Benjamin Jesson

Personal information
- Born: 19 February 1988 (age 38) Redhill, England

Sport
- Country: United Kingdom
- Sport: Shooting
- Event: Air rifle
- Club: Balcombe Rifle and Pistol Club
- Turned pro: 2011
- Coached by: Pasan Kularatne

Achievements and titles
- Paralympic finals: 2012

= Ben Jesson =

British sport shooter (born 1988)

Benjamin Jesson (born 19 February 1988) is a British sport shooter. In 2012 he represented Great Britain at the Summer Paralympics in London taking part in the Mixed R6–50 m rifle prone SH1.

==Personal history==
Jesson was born in Redhill, England in 1988. At the age of 15 he was diagnosed with Charcot–Marie–Tooth disease a hereditary nervous system disorder, which caused foot drop in both of his feet. He attended Hazelwick School in Crawley, later matriculating to Aberdeen University where he achieved a degree in marine biology.

==Shooting career==
Jesson was introduced to both sports shooting and archery at Aberdeen University in 2006. He decided to focus on shooting because it piqued his interests the most, finding it mentally challenging. Classified as an SH1 athlete, Jesson joined the Great Britain shooting team in 2011 and that year competed in his first major international competition, the 2011 IPC World Cup in Alicante. In Alicante he was entered into the 10m Air Rifle Prone mixed SH1, finishing 45th. 2011 also saw Jesson competing in the International Shooting Competition at Stoke Mandeville where he came 22nd in the same event.

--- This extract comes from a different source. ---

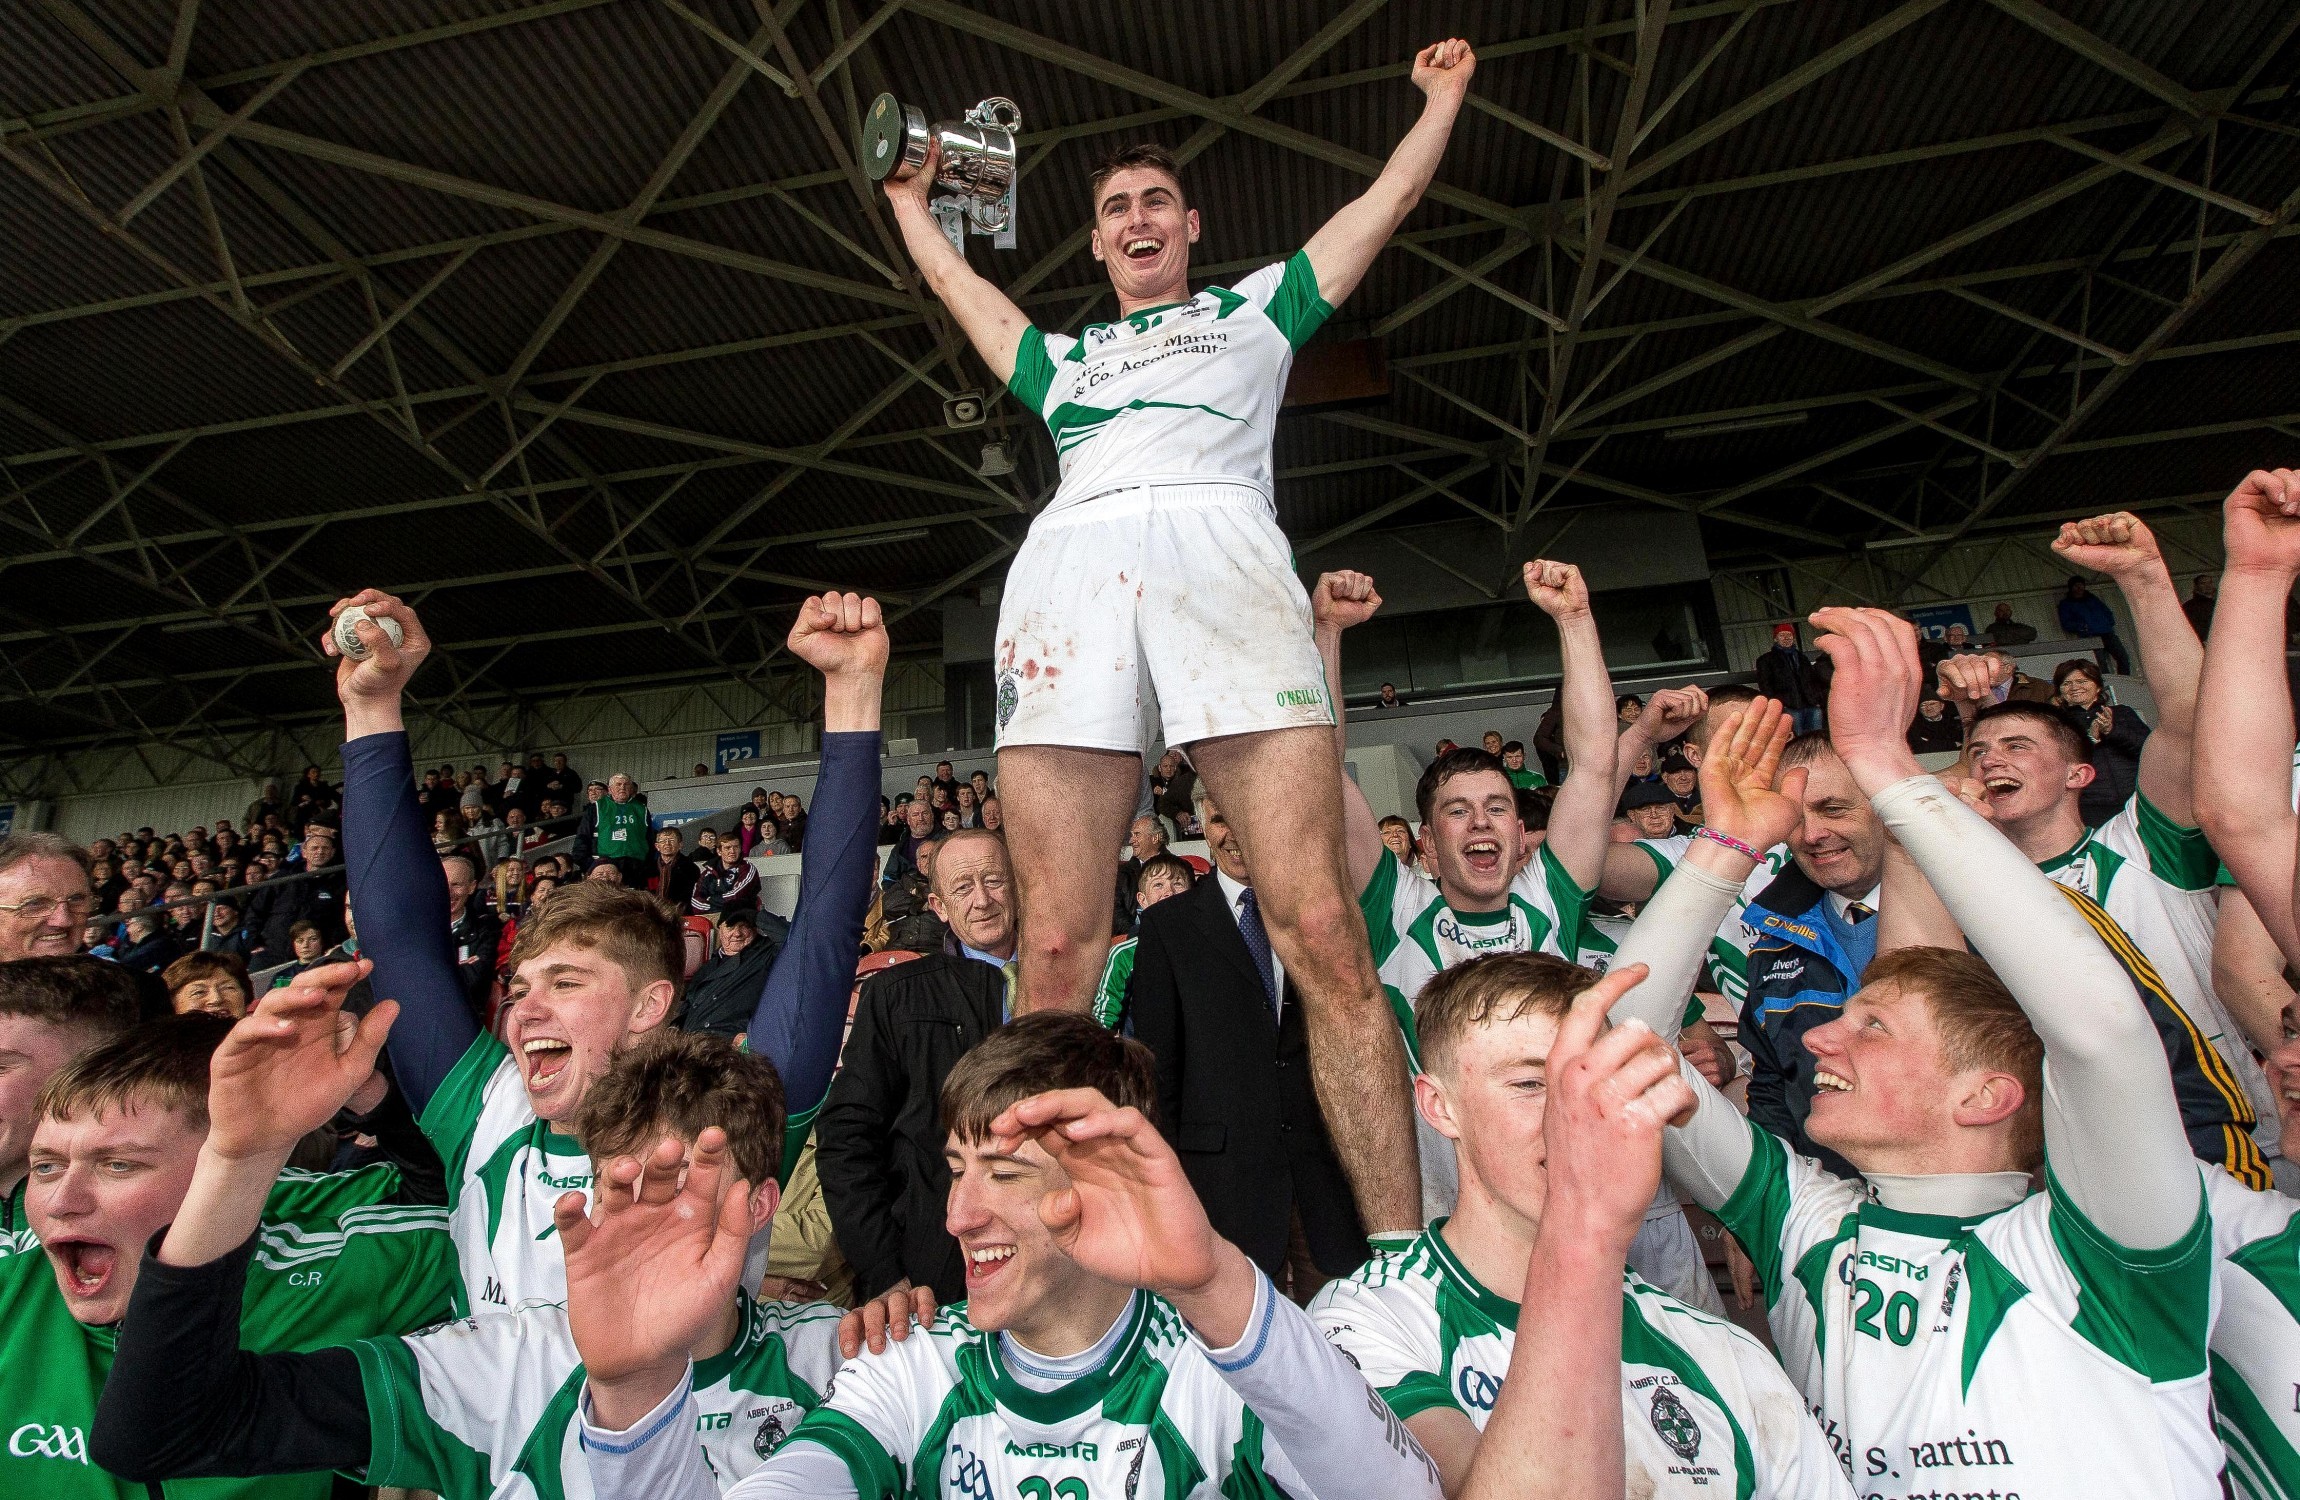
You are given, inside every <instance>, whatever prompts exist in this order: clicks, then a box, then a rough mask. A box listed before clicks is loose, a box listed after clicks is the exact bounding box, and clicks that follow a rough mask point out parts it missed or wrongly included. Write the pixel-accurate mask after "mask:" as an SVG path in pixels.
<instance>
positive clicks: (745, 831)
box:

In 2012 Jesson qualified for the Summer Paralympics in London, competing in the 50m Free Rifle Prone SH1. Before the competition Jesson expressed his desire to make the final eight, believing that making the British team for the Paralympics was an amazing achievement. He eventually finished 47th, later stating that the London Games were "not the best of my performances".

At the 2013 European Championships he achieved a personal best finishing in the top 15. In 2015 at the IPC Shooting World Cup in Croatia, Jesson finished 9th in the R6 Mixed 50m rifle prone SH1 gaining a quota slot for the 2016 Summer Paralympics in Rio.